İki bakan

RAHAT bir nefes aldım, Ali Babacan belediye başkanlığı için bir yere gönderilmedi diye...

Haberin Devamı

Haksız mıyım? Yurtiçinde ve dışında ekonomi yönetimine güven kazandıran bir ismin bu görevden alınıp, partinin oylarını artırsın diye bir belediye için aday yapılması doğru olur muydu?
Diyeceksiniz ki, AK Parti’de milletvekilliği için üç dönem kısıtlaması var... Evet var ve ben öteden beri bunu genel demokrasiye de parti içi demokrasiye de aykırı buluyorum. Hiçbir demokraside parlamenterler için böyle kısıtlamalar yoktur.
Elbette partilerde kan değişimi, nesil yenilenmesi gerekir fakat bunun yolu, parti içi demokrasi, yani parti içinde serbest seçimler olmalıdır.
Bugün üzerinde durmak istediğim, iki bakandır: Adalet Bakanı Sadullah Ergin’in Hatay Büyükşehir Belediye başkan adayı olacağı açıklandı. Gelecek hafta da Ulaştırma Bakanı Binali Yıldırım’ın İzmir Büyükşehir Belediye başkan adayı olacağı resmen açıklanacak.

HUKUK VE ADALET

Avrupa Parlamentosu’nun Türkiye Raportörü Ria Oomen-Ruijten, yargı sorunları üzerine konuşurken, arkadaşımız Cansu Çamlıbel’e söylediği şu sözlere bakın:
“Sadece bana göre değil, pek çok Avrupalıya göre Türkiye’de halihazırda değişen çok şey var.
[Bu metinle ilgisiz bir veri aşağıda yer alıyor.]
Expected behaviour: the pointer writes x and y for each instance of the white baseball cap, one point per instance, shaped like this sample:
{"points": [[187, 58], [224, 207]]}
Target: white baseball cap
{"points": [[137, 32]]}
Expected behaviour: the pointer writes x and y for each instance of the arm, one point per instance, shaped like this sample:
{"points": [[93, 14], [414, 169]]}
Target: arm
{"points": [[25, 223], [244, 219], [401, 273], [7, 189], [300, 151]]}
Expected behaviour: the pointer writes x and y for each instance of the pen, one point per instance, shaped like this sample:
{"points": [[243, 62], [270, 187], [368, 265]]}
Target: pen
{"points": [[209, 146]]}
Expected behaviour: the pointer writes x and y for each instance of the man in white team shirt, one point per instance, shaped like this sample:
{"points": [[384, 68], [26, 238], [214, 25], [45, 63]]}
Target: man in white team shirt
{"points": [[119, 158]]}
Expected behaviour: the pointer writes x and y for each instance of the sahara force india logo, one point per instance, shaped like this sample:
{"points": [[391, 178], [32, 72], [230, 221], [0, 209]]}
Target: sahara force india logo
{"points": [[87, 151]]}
Böyle reform isteyen bir adalet bakanına sahip olduğu için Türkiye çok şanslı. AB’nin kendisine doğru kriterler konusunda ölçüleri hatırlatarak destek vermesi çok önemli. Böylece yargıyı doğru rotaya sokmak için ince ayar yapacak stratejiyi kurabilir.” (Hürriyet, 18 Kasım 2013)
İşte bunun için üzüldüm Ergin’in bakanlıktan alınıp Hatay’a gönderilmesine...
Sayın Ergin hakkında AB’deki hukuk çevrelerinin bu tür sözleri uzun bir liste oluşturur. Reform paketleri, savunma hakkını genişleten düzenlemeler, AİHM içtihatlarının yargıda uygulanması, hâkim ve savcılara AİHM hukuku yönünde mesleki eğitim verilmesi, bir zamanlar Türkiye’yi dünyada şampiyon yapan “fikir suçları”nın marjinalleşmesi, Türkiye’de tutuklu-hükümlü oranlarının Avrupa ortalaması düzeyine indirilmesi konusundaki çalışmalarını ayrıntılarıyla buraya yazmanın da imkânı yok.

ULAŞTIRMA VE İLETİŞİM

Binali Yıldırım 11 yıldır ulaştırma bakanı, bu süre içinde, yap-işlet-devret dahil, 260 milyar dolarlık ulaştırma ve iletişim yatırımına imza attı.
Tarihimizde altyapı modernleşmesi açısından 1925’ten İkinci Dünya Savaşı’na kadarki devre “demir ağlar” dönemidir. Anadolu’nun bin yıllık, on bin yıllık tarihinde kervanın ötesinde ilk defa bölgeler ve şehirler arasında ulaştırma bağlantısı kurulmuştu.
İkinci demir ağlar dönemini, son on yılda demiryollarını yenileyerek, ‘Hızlı Tren’e, ‘Yüksek Hızlı Tren’e geçerek zamanımızda yaşıyoruz. Ankara-Konya ve Ankara-Eskişehir Hızlı Tren hatlarını İstanbul ve İzmir hatları izleyecek. Bu gelişmeleri “seyahat” kolaylığından öteye artan toplumsal entegrasyon ve ekonomik dinamizm olarak da görmek gerekir.
İnternet kullanımı da hızla arttı. Mobil geniş bant üye sayısı 25 milyon, sabit geniş bant üye sayısı 9 milyon, toplam 34 milyon abone! Kullanıcı sayısı ise 50 milyona yakın.
Avrupa ortalamasının üstündeyiz.

YENİ BİR NESİL

Bütün bunlar yarınki Türkiye’nin nasıl olacağının göstergeleridir: Türkiye’de hukuku, adaleti, özgürlüğü, çeşitliliği önemseyen, dinamik ve yaratıcı bir nesil geliyor. Bu yeni nesil dünyaya açık, her alanda dünya standartlarına ulaşma hırsına sahip...
Küresel çağda Türkiye’nin lokomotifi bu nesildir.
Keşke diyorum, Sadullah Ergin ve Binali Yıldırım da bakanlık görevlerine devam etseydi.